Prora-Schanze

„Halt in der Prora!“ ruft's vom Hohlweg her;
Und durch die engen Wände
Ziehn von dem letzten Ende
Der Bahn, die Last empor die Rosse schwer.

Grub die Natur in langsam sichrem Sieg
Tief durch den Berg die Rinne,
Dass Bahn der Mensch gewinne?
Nicht die Natur schuf diesen Weg: — der Krieg.


Hier ächzten einst mit nächtlich droh'ndem Schall
Die Räder der Kanonen;
Wo stille Hirten wohnen
Flog laut aus glüh'ndem Mund der Todesball.

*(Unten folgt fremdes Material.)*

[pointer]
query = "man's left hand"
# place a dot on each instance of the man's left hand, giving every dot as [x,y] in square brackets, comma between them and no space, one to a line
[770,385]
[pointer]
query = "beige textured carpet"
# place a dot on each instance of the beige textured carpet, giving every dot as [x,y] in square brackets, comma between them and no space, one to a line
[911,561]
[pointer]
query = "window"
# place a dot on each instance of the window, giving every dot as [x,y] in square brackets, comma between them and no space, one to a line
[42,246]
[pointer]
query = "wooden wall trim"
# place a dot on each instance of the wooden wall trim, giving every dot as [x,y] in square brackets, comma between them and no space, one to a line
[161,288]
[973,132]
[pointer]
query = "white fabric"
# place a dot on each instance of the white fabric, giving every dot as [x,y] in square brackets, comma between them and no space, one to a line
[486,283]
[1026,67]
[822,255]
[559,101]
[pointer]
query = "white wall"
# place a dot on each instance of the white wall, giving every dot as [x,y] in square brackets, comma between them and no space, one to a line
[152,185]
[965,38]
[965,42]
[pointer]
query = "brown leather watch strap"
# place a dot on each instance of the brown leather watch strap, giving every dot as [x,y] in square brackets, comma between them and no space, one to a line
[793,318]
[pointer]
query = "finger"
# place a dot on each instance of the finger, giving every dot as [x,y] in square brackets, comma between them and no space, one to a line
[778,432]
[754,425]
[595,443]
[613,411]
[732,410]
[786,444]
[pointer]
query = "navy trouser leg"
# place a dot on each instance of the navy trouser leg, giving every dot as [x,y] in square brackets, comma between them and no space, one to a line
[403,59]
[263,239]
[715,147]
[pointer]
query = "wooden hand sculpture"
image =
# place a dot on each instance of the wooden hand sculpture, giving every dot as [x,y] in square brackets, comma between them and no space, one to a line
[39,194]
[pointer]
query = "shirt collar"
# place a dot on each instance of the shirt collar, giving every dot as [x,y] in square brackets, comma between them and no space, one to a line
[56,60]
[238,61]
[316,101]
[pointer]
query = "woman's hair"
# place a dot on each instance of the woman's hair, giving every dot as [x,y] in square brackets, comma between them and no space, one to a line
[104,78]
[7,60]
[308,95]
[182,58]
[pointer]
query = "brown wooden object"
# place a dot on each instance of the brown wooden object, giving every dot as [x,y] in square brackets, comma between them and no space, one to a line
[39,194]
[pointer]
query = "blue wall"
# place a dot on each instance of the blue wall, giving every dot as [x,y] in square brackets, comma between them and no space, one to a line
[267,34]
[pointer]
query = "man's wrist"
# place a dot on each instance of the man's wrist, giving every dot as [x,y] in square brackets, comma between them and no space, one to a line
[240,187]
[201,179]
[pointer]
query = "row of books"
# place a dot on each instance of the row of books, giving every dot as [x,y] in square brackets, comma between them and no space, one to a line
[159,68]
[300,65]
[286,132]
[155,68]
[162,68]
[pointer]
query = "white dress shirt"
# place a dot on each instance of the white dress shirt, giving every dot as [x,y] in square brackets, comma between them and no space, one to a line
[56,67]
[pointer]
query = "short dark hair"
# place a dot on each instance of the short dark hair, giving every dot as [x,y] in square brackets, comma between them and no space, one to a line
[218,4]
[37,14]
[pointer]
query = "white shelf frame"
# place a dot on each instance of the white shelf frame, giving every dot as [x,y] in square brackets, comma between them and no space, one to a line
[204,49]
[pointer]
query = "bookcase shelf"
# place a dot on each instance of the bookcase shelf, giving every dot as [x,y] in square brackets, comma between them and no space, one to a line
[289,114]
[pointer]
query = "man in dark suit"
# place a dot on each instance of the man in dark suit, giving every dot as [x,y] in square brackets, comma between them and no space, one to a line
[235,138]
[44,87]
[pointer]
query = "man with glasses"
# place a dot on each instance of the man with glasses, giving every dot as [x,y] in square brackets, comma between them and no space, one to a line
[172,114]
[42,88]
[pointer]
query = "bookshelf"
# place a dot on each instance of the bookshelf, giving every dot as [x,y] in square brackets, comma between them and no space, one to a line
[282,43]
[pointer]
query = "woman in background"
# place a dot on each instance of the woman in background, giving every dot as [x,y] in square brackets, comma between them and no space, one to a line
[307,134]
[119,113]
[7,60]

Wo noch auf jenem Bergesgipfel steh'n
Verlass'ner Schanze Wälle,
Ließ einst in Windes - Schnelle
Der heimatlose Carl sein Banner weh'n.

Tief dringt, zum hohen Jasmund hingewandt,
Weit durch die blauen Wogen,
Wie einer Brücke Bogen,
Der langen Heide steinigt graues Band.

Wohin der eil'ge Fuß den Wandrer führt,
Wo sich die Wege trennen,
Kann hier das Aug' erkennen
Das, weithin herrschend, in die Ferne spürt.

Wer dieser Höhen ringsum schau'nde Wacht
Mit raschem Schwerst errungen,
Der hat das Land bezwungen;
Es beugt sich Wind und Welle seiner Macht. —

Dort schnitt durch's Erdreich emsig tief der Pflug
Und an dem Saum der Wälder
Wogt es durch Saatenfelder,
Wie durch ein farbig reich gewirktes Tuch.

So schönen Sieges blüh'nde Früchte weiß
Jetzt, fern' von rauem Streiten,
Durch Frieden zu bereiten
Der Landbezwingende, getreue Fleiß.

Doch aller Siege schönstes Wirken bringt
Ein bleibend milder Segen
In reicher Frucht entgegen,
Wenn edle Huld die Herzen sanft bezwingt.